Le 6 août 1877, le journal La Presse publie, dans ses annonces officielles, que le Préfet a saisi le Conseil de la Ville de Paris pour étudier un projet de transformation en square du dépôt de pavés existant dans le quartier des Epinettes. Le 20 avril 1891, le Conseil vote un crédit de 358 000 francs pour sa réalisation (journal Le Rappel 1er mai 1891).

Jean Camille Formigé est choisi pour architecte. L’emplacement choisi est longé dans son pourtour par la rue Petiet, qu’on découpe en plusieurs rues : la rue Jean Leclaire (1893), la rue Maria Deraismes, (1898) la rue Collette (1894), la rue Felix Pecaut (1895).

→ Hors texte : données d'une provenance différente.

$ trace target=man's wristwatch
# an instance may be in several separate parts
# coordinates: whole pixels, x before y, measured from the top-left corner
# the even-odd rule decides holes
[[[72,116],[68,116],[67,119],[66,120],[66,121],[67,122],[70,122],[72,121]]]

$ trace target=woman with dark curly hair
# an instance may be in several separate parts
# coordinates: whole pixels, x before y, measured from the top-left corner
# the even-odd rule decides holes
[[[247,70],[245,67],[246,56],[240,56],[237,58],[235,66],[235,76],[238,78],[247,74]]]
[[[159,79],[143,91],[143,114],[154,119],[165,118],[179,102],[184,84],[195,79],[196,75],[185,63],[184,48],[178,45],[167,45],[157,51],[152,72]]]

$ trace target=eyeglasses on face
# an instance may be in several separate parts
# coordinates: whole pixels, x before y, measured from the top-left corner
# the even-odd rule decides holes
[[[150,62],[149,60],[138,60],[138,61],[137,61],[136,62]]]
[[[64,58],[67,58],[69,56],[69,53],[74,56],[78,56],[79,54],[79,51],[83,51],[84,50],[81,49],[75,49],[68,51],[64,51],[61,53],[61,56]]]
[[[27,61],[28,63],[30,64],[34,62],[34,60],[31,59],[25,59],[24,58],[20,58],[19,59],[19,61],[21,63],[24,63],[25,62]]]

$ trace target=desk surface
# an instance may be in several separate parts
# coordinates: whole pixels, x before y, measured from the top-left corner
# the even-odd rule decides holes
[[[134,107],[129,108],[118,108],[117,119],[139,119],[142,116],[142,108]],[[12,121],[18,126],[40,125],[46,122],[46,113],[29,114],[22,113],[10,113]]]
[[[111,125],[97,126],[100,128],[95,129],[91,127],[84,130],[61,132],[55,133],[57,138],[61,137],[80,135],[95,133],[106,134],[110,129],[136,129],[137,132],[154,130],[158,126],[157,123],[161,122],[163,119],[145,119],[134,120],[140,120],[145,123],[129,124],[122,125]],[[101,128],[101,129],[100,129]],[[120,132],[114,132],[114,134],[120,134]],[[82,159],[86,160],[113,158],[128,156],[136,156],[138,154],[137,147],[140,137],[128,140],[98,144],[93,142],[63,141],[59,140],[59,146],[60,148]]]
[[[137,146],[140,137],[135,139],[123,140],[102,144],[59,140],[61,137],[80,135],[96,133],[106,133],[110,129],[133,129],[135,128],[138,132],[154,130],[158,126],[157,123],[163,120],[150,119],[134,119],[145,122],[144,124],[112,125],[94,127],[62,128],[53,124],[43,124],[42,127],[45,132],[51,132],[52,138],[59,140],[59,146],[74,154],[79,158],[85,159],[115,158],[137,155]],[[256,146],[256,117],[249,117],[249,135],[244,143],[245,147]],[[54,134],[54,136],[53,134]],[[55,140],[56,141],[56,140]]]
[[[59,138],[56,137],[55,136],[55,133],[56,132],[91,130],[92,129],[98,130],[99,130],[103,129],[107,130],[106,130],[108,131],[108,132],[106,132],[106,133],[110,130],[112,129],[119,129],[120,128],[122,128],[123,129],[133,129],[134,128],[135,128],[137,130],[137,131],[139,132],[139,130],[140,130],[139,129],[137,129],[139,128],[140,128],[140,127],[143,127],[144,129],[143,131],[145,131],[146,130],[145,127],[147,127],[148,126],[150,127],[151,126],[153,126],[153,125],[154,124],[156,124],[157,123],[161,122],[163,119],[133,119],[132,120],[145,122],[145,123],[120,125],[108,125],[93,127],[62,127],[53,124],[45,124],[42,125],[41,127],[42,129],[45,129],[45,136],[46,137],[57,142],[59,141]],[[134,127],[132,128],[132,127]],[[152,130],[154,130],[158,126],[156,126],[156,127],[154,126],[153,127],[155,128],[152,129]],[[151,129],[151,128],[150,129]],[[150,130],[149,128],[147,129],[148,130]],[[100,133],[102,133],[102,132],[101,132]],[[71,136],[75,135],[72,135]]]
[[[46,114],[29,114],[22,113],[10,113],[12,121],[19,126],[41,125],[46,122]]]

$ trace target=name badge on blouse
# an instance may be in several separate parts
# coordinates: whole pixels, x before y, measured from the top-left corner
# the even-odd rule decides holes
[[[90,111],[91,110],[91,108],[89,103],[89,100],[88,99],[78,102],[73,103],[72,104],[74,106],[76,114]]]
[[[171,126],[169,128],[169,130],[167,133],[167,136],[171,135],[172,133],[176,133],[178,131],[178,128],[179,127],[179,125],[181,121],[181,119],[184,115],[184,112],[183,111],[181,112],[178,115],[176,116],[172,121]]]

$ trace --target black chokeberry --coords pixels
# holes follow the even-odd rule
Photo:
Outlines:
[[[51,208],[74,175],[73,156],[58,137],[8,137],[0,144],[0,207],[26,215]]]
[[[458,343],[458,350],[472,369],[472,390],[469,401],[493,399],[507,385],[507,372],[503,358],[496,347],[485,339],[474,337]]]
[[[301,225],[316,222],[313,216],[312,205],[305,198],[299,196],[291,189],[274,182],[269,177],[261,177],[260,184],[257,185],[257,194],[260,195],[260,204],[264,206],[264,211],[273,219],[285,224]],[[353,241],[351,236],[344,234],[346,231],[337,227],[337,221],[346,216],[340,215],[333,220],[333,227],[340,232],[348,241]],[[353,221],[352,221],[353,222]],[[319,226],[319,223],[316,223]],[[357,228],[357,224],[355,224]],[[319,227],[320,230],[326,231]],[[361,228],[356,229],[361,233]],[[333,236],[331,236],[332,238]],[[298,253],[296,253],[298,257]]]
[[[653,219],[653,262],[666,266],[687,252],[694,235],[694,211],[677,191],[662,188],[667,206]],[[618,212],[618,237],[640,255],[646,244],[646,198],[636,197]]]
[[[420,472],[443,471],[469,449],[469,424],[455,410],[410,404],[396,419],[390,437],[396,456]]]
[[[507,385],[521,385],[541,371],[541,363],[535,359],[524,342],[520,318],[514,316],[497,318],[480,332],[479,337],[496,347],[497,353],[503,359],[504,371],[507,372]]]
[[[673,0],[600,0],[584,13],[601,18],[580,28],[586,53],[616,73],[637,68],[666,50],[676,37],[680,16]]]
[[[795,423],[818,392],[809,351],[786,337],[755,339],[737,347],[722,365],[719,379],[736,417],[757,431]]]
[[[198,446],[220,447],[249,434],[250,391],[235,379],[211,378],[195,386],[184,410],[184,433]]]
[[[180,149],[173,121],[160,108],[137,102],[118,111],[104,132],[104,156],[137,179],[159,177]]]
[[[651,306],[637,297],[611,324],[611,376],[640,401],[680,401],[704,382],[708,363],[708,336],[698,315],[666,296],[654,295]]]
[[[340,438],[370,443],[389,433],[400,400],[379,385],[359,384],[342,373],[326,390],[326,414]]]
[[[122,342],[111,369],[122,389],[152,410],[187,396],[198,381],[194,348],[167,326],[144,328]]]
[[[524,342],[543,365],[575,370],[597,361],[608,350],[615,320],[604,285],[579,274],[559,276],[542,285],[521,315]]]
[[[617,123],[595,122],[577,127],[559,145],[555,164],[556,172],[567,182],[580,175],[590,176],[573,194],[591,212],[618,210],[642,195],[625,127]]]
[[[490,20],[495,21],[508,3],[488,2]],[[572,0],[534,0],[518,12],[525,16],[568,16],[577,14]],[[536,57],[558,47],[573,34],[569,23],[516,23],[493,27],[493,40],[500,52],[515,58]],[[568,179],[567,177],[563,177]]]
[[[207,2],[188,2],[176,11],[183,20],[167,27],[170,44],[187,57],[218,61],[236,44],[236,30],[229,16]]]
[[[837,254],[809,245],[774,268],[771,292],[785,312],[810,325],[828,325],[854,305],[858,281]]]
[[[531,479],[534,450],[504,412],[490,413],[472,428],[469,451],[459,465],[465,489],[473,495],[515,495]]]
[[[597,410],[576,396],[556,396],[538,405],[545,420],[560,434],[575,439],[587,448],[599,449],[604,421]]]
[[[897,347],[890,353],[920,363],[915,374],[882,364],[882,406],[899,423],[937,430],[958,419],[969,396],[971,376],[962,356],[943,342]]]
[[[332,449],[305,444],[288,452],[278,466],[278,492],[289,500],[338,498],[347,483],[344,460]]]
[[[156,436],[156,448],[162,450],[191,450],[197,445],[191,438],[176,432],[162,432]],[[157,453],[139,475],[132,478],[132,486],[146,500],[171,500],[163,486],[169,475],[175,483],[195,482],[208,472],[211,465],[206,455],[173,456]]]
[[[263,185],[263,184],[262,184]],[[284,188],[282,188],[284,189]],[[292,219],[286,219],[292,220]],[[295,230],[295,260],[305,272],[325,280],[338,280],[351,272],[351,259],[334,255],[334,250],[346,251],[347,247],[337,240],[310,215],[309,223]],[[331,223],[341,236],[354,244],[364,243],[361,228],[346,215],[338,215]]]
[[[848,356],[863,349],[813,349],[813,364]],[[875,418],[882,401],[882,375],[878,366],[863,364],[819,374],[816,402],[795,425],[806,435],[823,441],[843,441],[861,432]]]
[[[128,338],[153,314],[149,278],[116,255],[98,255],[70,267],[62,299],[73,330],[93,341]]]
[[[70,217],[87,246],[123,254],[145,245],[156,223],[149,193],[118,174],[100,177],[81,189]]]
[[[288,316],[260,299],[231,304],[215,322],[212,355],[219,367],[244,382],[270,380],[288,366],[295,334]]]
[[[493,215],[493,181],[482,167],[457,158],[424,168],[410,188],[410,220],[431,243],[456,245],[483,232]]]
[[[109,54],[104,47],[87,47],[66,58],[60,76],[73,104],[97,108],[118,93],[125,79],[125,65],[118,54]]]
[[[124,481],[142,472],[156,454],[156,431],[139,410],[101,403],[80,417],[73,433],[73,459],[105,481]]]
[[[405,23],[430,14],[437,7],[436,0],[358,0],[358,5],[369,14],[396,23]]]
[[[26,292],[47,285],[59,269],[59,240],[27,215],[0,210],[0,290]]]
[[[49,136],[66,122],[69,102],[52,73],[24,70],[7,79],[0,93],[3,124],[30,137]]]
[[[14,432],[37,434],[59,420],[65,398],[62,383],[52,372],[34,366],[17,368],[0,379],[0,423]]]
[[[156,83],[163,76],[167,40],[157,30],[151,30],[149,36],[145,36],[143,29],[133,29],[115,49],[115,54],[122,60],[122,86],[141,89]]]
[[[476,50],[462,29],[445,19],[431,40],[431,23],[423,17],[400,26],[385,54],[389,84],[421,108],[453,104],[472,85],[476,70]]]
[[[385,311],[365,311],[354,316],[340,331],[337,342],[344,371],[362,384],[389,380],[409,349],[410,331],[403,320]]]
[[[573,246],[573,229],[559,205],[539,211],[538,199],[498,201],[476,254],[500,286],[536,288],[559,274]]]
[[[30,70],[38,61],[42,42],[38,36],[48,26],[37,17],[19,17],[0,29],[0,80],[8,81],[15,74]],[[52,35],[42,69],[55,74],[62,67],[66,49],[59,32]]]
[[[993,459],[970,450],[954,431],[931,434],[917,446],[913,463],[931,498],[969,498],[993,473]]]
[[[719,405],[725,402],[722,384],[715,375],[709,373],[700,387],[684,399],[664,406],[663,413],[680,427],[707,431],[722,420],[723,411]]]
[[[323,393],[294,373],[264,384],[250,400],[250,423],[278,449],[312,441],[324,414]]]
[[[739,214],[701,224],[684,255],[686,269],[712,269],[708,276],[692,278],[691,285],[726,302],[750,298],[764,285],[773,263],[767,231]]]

Un vrai square avec de beaux arbres : depuis les années 1870 poussait sur le tas de pavés un magnifique hêtre pourpre. Formigé y fait planter d’autres arbres remarquables, un tulipier de Virginie qui atteint maintenant plus de 20 mètres de haut, des ginkos, des marronniers, des savonniers de Chine, des tilleuls argentés, des chênes verts et un citronnier.

 

Un vrai square avec un kiosque à musique

 En 1910, le Conseil Municipal de Paris étudie le remaniement du square en vue de l’installation d’un kiosque à musique pour la somme de 16 000 francs. Il le fait pour une dizaine de squares des quartiers populaires comme le square Carpeaux inauguré en 1907.

Samedi après-midi, dimanche après-midi, les concerts se suivent et se ressemblent : succès assuré auprès des mélomanes des Epinettes. On y écoute le plus souvent de la musique militaire jouée par les militaires : le 7 juin 1909, un concert exécuté par le 102e régiment d’infanterie, avec au programme des marches militaires (Gaudon),  Les Deux fiancés  (Pares), L’invitation à la Valse de Weber, puis la musique d’un ballet de Gounod et, pour finir, Le drapeau de Piémont. Mais on y donne des spectacles exceptionnels comme l’annoncent les affiches.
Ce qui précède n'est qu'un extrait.